Pneuma is an ancient Greek word for "breath", and in a religious context for "spirit" or "soul". The breath has been used since the beginning of time, as a tool to help us labor new life into being, and move through big emotions and pain. When we arrive into these bodies we take our first breath, and it’s our time to leave them, we take our last. There are many different types of Breathwork and ways to work with the breath to move through the emotional, physical, mental, spiritual terrain of our beings. The breath can help guide us into the places we are holding, and show us when we are ready to let go.

In this 2 part Breathwork, we are bringing the first inhale into the low belly/roots/pelvis and second inhale up into the high chest/heart.

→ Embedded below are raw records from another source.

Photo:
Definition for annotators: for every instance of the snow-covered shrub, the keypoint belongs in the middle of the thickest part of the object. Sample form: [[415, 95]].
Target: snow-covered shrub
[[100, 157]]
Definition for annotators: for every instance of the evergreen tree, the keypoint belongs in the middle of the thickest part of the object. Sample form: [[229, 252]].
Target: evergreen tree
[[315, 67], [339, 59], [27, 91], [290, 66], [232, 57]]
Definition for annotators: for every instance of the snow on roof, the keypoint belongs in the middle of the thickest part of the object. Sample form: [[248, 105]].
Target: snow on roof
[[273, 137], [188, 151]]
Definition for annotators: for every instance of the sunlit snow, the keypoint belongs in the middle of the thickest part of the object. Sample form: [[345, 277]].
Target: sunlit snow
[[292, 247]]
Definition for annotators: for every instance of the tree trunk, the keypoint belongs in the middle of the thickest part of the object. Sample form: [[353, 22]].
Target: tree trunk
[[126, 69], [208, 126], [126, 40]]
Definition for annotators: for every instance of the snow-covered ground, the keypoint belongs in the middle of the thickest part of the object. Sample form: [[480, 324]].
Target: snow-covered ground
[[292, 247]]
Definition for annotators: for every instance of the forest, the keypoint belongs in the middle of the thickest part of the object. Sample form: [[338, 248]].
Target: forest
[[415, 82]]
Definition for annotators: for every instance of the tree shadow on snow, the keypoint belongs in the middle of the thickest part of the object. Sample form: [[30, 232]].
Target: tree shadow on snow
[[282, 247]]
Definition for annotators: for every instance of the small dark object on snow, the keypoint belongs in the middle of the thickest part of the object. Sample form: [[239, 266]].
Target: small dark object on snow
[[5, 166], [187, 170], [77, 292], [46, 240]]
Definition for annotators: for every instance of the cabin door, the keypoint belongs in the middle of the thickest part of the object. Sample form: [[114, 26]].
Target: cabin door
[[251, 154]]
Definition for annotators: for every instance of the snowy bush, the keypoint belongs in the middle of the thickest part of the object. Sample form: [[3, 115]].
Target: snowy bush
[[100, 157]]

With the exhale (breath out) being the third part. With the intention to go into the body (soma) where cell memory is stored and activate parts of us that have been dormant. Feelings of self worth thrive in the ‘dark’ so bringing these feelings and parts up and into the heart (self love) to help alchemize repetitive cycles and patterns of addiction and shame.

The Breathwork style I use in my practice and teach has been taught and passed down to me through David Elliott. My work has also been heavily impacted by Erin Telford, whom is also a student and teacher of his work. The roots of this technique and many styles of Breathwork originate from India, through yoga/pranayama. Cultures all over the world use the breath as a tool to reach altered states of bliss and healing. Through the re-emergence of Breathwork in Western culture in the 1960: Leonard Orr, who was born in New York, USA, founded the Rebirthing Breathwork movement from which my teacher studied and mentored from.

We use this Breathwork as an active meditation technique that helps facilitates emotional release. Through full rhythmic breathing, the conscious mind can let go, allowing us to tune into our body wisdom to help heal current stress, past wounds, and traumas. Through this modality of somatic experiencing we aim to treat trauma and stress-related disorders, such as PTSD. The primary goal of somatic experiencing is to modify the trauma-related stress response through bottom-up processing. Our attention is directed toward internal sensations, rather than to cognitive or emotional experiences.